Extracorporeal membrane oxygenation

Dilip M Purohit MD (Dr. Purohit of the Medical University of South Carolina has no relevant financial relationships to disclose.)
Bernard Maria MD, editor. (Dr. Maria of Icahn School of Medicine at Mount Sinai and Director of Pediatric Neurology and Developmental Medicine at Goryeb Children)
Originally released November 15, 1999; last updated January 28, 2016; expires January 28, 2019

This article includes discussion of extracorporeal membrane oxygenation, extracorporeal life support, and ECMO. The foregoing terms may include synonyms, similar disorders, variations in usage, and abbreviations.


Extracorporeal membrane oxygenation, an advanced life support system, has improved the survival and neurodevelopmental outcome in neonates with respiratory failure due to reversible pulmonary disease. In this article, the author describes the history, criteria, and medical technology involved in extracorporeal membrane oxygenation as well as the outcome of neonates treated with extracorporeal membrane.

Key points


• Extracorporeal membrane oxygenation is an effective therapy for hypoxic respiratory failure due to reversible pulmonary disease in neonates.


• It is cost effective therapy with excellent survival rates as well as good long-term outcomes to school age.


• It has been used as an adjunctive therapy for the management of neonates with congenital cardiac defects and for neonates requiring emergency cardiopulmonary support.

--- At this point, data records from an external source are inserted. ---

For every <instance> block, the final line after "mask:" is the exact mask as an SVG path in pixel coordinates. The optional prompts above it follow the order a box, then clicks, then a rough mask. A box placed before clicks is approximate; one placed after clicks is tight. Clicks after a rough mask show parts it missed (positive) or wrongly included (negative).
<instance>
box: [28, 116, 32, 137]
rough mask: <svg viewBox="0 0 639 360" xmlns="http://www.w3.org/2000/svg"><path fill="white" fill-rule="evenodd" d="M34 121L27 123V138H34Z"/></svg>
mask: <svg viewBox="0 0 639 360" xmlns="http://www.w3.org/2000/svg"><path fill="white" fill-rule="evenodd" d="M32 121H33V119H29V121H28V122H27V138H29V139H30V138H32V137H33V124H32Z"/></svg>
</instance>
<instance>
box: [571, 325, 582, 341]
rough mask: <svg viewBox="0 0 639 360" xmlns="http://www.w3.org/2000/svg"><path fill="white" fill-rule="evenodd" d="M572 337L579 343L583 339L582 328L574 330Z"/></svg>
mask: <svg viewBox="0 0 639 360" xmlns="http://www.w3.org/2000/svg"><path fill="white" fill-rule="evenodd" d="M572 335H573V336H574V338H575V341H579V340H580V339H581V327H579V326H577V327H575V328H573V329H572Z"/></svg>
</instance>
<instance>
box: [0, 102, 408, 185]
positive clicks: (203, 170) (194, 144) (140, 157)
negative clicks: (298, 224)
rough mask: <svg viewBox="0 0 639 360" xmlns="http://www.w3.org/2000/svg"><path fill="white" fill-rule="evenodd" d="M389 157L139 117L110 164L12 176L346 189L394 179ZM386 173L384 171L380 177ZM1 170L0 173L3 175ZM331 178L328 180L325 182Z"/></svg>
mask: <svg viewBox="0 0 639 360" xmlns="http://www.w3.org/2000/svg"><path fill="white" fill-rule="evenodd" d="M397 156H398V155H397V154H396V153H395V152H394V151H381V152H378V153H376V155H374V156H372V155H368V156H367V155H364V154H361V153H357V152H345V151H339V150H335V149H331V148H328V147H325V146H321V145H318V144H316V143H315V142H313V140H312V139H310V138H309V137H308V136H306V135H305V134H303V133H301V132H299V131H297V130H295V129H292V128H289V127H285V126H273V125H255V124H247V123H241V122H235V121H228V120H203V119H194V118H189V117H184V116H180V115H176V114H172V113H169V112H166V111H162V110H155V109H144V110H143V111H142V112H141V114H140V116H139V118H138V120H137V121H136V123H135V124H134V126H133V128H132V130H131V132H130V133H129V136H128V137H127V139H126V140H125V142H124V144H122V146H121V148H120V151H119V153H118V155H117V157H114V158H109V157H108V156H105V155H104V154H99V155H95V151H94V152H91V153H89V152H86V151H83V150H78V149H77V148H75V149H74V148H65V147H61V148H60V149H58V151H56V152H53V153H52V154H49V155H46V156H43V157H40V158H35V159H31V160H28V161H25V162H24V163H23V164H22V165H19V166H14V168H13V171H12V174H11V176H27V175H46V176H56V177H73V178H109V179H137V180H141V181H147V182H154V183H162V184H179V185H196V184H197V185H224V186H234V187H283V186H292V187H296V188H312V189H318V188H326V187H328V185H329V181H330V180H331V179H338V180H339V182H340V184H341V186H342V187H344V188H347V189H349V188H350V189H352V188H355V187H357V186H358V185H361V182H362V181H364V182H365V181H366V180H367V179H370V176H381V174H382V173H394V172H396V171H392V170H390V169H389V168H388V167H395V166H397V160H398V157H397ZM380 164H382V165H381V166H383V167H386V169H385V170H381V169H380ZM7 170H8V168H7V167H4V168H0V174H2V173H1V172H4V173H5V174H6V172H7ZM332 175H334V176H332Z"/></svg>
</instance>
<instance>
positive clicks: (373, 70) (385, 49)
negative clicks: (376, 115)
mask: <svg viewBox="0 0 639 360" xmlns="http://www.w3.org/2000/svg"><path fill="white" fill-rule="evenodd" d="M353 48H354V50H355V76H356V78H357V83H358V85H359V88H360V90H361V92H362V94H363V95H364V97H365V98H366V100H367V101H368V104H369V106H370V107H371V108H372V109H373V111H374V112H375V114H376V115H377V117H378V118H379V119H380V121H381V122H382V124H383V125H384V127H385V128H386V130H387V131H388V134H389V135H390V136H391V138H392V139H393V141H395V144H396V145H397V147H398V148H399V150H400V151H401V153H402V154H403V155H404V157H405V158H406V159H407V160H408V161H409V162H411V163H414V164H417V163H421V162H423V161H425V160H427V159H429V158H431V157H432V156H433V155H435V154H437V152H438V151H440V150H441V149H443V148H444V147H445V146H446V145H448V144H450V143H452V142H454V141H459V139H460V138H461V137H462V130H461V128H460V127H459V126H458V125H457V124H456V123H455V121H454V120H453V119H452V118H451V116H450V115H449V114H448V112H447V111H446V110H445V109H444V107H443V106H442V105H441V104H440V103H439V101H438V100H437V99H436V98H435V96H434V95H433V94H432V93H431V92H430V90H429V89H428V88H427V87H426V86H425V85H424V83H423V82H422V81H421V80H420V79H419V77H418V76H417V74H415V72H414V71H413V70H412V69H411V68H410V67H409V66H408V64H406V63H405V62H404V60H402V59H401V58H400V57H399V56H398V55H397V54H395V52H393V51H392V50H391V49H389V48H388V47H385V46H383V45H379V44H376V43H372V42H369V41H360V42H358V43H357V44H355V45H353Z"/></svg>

Historical note and terminology

Extracorporeal membrane oxygenation is a prime example of cutting-edge technology that has proven its effectiveness in the management of hypoxic respiratory failure in the newborn. Although the acronym “ECMO” indicates only oxygenation, venovenous and venoarterial extracorporeal membrane oxygenation provide oxygenation as well as carbon dioxide removal. Venoarterial extracorporeal membrane oxygenation also provides cardiac support. Therefore, the appropriate terminology would be “extracorporeal life support” (ECLS). However, it will be referred to as extracorporeal membrane oxygenation (ECMO) because of its wide usage and familiarity. The focus will be on ECMO in the neonatal population.

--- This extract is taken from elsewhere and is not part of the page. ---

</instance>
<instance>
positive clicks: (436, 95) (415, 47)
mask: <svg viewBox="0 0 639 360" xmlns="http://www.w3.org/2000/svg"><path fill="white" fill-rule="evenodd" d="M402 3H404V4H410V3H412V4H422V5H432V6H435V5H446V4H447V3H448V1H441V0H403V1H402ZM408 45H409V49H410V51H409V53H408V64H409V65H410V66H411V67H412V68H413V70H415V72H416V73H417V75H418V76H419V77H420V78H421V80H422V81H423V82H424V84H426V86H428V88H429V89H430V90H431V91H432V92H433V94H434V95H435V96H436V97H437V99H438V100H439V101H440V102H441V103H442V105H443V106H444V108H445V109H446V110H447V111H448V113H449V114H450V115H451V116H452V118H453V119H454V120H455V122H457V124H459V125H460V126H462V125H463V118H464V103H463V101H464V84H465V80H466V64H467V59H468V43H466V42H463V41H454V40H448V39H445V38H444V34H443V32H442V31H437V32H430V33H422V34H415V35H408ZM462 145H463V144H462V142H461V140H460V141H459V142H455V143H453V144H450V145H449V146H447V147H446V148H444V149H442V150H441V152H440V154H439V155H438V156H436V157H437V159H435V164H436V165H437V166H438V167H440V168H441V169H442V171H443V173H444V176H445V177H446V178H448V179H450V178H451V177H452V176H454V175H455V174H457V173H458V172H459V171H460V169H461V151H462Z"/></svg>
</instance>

In the past, various investigators have attempted to provide extracorporeal circulation to support patients with cardiorespiratory problems. Gibbon, who began work on extracorporeal circulation in 1937, is considered the father of the cardiopulmonary bypass. Over the next 20 years, the technique was further refined. In the 1950s it was applied mainly to infants and children requiring surgery for congenital heart disease but with poor results. It was not until the mid-1960s that prolonged extracorporeal circulation was attempted in humans, with the first successful report by Hill and colleagues in 1972 (Bartlett 1993). Bartlett is credited with pioneering the technique to successfully provide ECMO support for neonates with hypoxic respiratory failure. In 1976 he reported the first neonatal patient who survived ECMO, named “Esperanza” - meaning “hope” - by the nurses. There are now 223 ECMO centers in the world that contribute ECMO data to the International Registry of Extracorporeal Life Support Organization (ELSO). The Extracorporeal Life Support Organization registry provides ECMO centers each year with the international and center-specific ECMO outcome data for neonatal, pediatric, and adult cases.

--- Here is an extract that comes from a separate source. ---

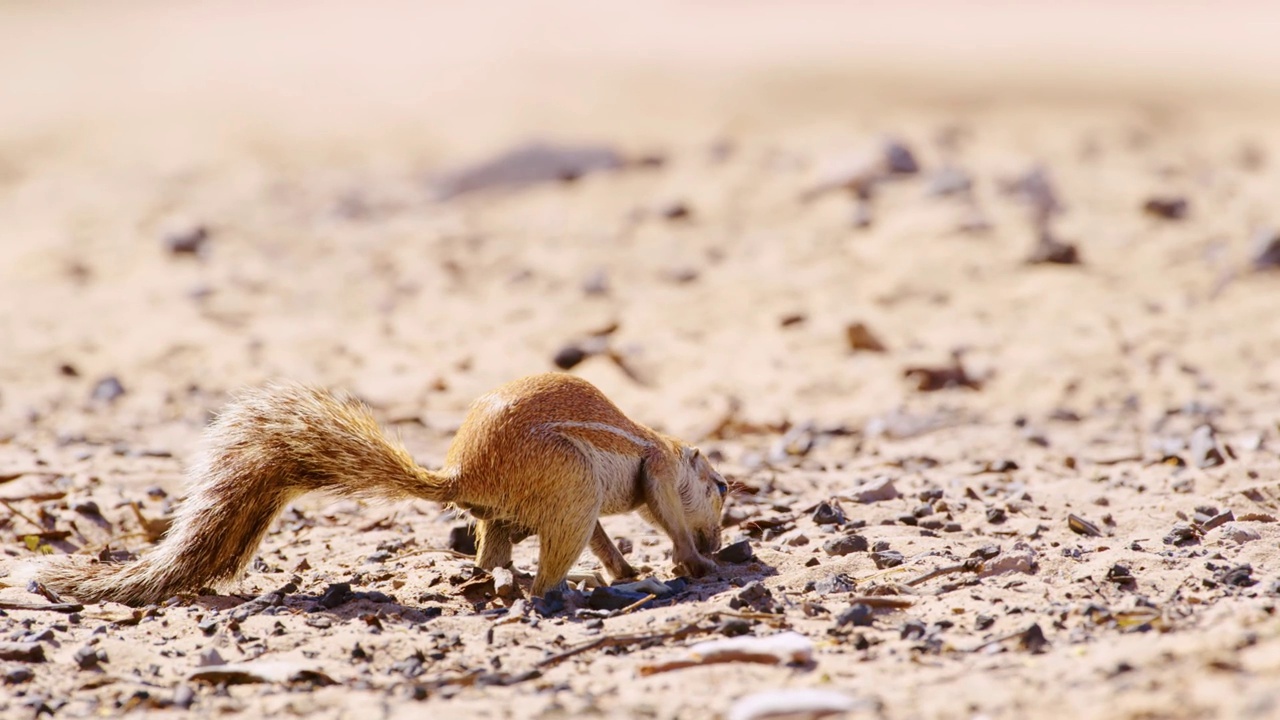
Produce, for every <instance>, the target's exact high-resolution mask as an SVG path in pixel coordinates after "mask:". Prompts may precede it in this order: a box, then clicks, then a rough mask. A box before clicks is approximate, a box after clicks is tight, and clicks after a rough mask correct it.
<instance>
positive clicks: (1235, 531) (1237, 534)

In 1975, the National Institutes of Health sponsored a randomized control trial of ECMO versus conventional treatment in the management of adult respiratory distress syndrome. The trial was stopped in 1979 because of a less than 10% survival rate in the treated and control groups (Zapol et al 1979). Study failure has been attributed to various factors such as lack of prior experience with ECMO, a nationwide epidemic of influenza and pneumonia during the study period, and an increase in bleeding complications. Following these discouraging results, more trials in the adult population were discontinued. However, Bartlett, who worked on the technique and its application, successfully reported the use of ECMO in the management of neonatal respiratory failure in 1982.

Bartlett and colleagues reported results of a randomized control trial that showed significantly improved survival with ECMO than with conventional treatment (Bartlett et al 1985). However, the randomization technique was “play the winner" and was not accepted by the scientific community at large. In 1989, O'Rourke and associates reported results of the randomized trial of ECMO versus conventional therapy in neonates with persistent pulmonary hypertension (O'Rourke et al 1989). Overall survival in the ECMO treated group was better than in the conventional therapy group (97% vs. 60%; p<0.05). Results of this trial were not widely accepted due to study design. The third randomized control trial of neonatal ECMO was carried out in the United Kingdom. The mortality was significantly less in patients treated with ECMO versus conventional management (32% vs. 59%; p=0.005) (UK Collaborative Study Group 1996). A 4-year follow-up showed that death or severe disability was less frequent in ECMO versus the conventional treatment group (37% vs. 59%, p=0.004) (Bennett et al 2001).